Que espaços aquelas avenidas e adjacências tinham em linha reta ou quase assim. E onde pude ver, quase vislumbrado, a valsa dos descalços em ritmo de encantamento, naquele pré-carnaval antecipado. Meus pensamentos se sentiram em alto libidinosos e fizeram questão de guardar aquele momento pra que a colocasse no papel e que um dia ele te encontre.
Voltei àquelas ruas por todas as noites que passei por lá só para lembrar da primeira na qual só pude saber seu nome, na qual você se foi enquanto eu só pude olhar de longe, mas sorri.
Eu viajo com os pés no chão. Fecho os olhos e apareço em outro lugar toda noite. Tenho idéias tão loucas que só na minha cabeça já me fazem delirar. Consigo sentir esse prazer na ponta da língua, nos meus ouvidos e na pele arrepiada.

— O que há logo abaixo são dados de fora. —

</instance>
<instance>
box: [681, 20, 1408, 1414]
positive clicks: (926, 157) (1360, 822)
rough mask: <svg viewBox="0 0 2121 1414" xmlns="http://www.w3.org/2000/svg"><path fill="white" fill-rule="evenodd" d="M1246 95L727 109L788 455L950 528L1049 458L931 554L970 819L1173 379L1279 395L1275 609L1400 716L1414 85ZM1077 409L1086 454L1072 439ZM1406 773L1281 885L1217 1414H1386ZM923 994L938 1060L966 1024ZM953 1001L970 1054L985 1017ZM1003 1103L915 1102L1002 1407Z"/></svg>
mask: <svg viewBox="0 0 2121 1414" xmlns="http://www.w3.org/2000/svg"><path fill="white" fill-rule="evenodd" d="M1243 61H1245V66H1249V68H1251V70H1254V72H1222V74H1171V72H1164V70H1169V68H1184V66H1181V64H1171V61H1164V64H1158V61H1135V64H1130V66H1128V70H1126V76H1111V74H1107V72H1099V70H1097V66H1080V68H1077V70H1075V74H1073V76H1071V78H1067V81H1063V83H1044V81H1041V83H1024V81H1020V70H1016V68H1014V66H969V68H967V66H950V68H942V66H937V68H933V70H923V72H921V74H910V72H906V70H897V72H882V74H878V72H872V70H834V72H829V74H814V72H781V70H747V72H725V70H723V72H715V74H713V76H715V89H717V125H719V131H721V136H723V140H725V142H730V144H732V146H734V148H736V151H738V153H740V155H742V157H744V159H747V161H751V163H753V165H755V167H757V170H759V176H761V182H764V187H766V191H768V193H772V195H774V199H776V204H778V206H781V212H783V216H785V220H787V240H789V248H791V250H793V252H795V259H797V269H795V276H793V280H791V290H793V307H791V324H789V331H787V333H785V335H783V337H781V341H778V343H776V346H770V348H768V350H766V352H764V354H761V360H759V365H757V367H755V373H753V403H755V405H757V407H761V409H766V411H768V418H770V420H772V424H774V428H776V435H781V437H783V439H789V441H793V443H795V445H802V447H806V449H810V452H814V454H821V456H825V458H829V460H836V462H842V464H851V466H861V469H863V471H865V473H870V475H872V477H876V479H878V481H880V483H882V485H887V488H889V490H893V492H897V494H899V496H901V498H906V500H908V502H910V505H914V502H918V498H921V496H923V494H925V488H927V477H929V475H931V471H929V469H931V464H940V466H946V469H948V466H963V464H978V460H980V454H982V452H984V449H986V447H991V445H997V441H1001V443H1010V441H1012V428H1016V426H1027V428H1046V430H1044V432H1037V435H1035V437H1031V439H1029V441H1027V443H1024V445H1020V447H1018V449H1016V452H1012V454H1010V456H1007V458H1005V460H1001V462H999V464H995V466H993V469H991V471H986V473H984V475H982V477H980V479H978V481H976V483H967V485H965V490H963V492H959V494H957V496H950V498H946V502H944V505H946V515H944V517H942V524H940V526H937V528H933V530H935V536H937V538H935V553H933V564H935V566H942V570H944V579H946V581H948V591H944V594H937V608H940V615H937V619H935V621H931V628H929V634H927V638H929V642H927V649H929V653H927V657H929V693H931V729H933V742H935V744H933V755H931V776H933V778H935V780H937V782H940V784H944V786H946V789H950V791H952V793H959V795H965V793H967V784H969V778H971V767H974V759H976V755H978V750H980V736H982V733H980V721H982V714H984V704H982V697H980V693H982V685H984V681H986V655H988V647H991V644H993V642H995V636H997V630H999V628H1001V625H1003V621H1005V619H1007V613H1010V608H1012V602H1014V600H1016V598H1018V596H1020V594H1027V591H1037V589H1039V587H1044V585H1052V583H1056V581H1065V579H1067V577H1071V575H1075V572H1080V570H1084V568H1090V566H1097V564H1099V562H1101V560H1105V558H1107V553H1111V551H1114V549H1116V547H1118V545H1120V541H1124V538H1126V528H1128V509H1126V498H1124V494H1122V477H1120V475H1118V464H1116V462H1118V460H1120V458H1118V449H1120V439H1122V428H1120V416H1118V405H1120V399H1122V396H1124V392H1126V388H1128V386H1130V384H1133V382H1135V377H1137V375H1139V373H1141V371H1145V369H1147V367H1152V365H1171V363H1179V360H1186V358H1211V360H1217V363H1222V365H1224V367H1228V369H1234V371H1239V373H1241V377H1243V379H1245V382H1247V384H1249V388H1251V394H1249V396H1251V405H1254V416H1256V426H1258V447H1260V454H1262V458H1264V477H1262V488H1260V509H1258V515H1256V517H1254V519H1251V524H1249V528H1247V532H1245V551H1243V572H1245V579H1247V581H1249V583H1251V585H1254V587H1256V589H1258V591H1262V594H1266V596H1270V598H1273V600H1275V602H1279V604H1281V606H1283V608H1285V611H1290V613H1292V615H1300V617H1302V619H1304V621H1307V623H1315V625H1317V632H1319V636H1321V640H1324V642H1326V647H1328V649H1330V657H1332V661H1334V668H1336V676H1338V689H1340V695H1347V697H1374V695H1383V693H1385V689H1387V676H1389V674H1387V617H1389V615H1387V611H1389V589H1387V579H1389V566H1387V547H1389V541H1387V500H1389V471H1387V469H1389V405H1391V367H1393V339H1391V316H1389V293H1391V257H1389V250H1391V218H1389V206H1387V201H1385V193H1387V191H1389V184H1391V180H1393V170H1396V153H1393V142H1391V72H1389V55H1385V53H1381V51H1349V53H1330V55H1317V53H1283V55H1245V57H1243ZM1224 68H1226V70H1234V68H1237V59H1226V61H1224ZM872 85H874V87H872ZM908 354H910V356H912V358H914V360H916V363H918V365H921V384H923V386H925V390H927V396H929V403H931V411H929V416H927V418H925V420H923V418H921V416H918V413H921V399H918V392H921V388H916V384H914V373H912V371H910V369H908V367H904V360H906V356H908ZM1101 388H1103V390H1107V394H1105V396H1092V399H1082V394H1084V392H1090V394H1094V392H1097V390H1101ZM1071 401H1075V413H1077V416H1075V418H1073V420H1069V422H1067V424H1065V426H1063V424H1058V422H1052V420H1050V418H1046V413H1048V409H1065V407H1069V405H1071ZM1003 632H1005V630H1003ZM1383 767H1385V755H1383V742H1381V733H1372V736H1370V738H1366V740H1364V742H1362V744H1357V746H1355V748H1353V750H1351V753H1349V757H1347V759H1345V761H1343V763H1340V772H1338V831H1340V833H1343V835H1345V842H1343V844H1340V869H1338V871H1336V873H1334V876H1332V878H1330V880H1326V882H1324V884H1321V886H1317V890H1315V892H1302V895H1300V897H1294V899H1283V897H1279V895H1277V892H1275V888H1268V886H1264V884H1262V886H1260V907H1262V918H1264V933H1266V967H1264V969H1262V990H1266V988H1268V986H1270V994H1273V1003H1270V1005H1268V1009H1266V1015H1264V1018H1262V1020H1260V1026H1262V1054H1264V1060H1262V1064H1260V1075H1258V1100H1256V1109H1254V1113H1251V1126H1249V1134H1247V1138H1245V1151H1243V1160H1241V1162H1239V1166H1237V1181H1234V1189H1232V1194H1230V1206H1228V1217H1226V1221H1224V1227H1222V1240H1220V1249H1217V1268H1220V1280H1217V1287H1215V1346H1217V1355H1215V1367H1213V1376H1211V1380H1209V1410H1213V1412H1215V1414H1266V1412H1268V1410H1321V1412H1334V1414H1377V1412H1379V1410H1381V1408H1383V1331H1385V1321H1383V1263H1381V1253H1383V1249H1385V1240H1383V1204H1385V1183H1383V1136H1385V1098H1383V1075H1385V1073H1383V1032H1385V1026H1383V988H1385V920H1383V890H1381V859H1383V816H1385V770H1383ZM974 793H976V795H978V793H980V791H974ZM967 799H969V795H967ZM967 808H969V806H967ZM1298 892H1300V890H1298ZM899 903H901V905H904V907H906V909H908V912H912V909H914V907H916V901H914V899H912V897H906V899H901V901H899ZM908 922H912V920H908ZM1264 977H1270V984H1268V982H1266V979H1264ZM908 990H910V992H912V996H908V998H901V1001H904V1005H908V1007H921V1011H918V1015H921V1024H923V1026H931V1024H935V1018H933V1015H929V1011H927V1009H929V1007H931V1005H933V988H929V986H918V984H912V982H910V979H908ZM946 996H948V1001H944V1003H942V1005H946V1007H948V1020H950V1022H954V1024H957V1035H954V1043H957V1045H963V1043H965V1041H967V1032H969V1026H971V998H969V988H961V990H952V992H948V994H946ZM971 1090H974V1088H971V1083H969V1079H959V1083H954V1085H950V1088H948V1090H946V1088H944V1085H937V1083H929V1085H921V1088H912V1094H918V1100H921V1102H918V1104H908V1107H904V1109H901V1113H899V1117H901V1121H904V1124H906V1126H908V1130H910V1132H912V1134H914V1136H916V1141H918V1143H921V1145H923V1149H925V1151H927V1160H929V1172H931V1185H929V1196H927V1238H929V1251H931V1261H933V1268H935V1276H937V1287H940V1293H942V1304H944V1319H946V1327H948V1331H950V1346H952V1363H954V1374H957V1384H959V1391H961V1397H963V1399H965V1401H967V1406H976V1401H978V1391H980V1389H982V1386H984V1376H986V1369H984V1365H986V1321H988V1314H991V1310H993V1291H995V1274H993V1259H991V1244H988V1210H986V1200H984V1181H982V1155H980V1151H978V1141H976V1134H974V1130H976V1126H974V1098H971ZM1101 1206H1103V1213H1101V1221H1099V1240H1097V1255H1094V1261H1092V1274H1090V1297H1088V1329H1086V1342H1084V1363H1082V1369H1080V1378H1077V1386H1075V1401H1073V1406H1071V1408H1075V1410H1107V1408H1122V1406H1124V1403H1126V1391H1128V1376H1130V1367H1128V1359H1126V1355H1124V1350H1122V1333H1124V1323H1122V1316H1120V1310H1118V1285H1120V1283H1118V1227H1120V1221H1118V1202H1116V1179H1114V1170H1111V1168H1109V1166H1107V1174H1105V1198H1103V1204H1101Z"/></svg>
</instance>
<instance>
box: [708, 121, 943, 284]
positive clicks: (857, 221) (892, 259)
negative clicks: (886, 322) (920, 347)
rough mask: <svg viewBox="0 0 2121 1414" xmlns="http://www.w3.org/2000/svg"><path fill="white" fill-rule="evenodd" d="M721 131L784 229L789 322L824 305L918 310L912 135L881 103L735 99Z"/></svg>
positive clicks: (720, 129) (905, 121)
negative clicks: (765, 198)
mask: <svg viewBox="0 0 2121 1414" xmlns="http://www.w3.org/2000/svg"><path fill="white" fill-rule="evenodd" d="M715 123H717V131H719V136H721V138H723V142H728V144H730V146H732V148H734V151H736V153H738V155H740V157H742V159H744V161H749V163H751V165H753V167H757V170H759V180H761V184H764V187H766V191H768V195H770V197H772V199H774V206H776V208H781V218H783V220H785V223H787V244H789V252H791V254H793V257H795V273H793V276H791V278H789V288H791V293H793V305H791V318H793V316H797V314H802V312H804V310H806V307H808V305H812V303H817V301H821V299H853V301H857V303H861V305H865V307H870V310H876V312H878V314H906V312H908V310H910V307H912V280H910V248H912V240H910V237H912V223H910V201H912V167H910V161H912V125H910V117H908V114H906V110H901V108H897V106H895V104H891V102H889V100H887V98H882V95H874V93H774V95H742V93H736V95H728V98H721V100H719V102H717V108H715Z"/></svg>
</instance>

Quem me vê nesse transe lúdico deve ter as mais diversas concepções e quem disse que eu me importo? Sou um louco assumido, viajo a toda hora, minha cabeça é cheia de países, sonhos e pessoas, são muitas pessoas e loucuras. Vivo munido de toda fertilidade de pensamentos, imaginações. Meus olhos fechados são meu passaporte.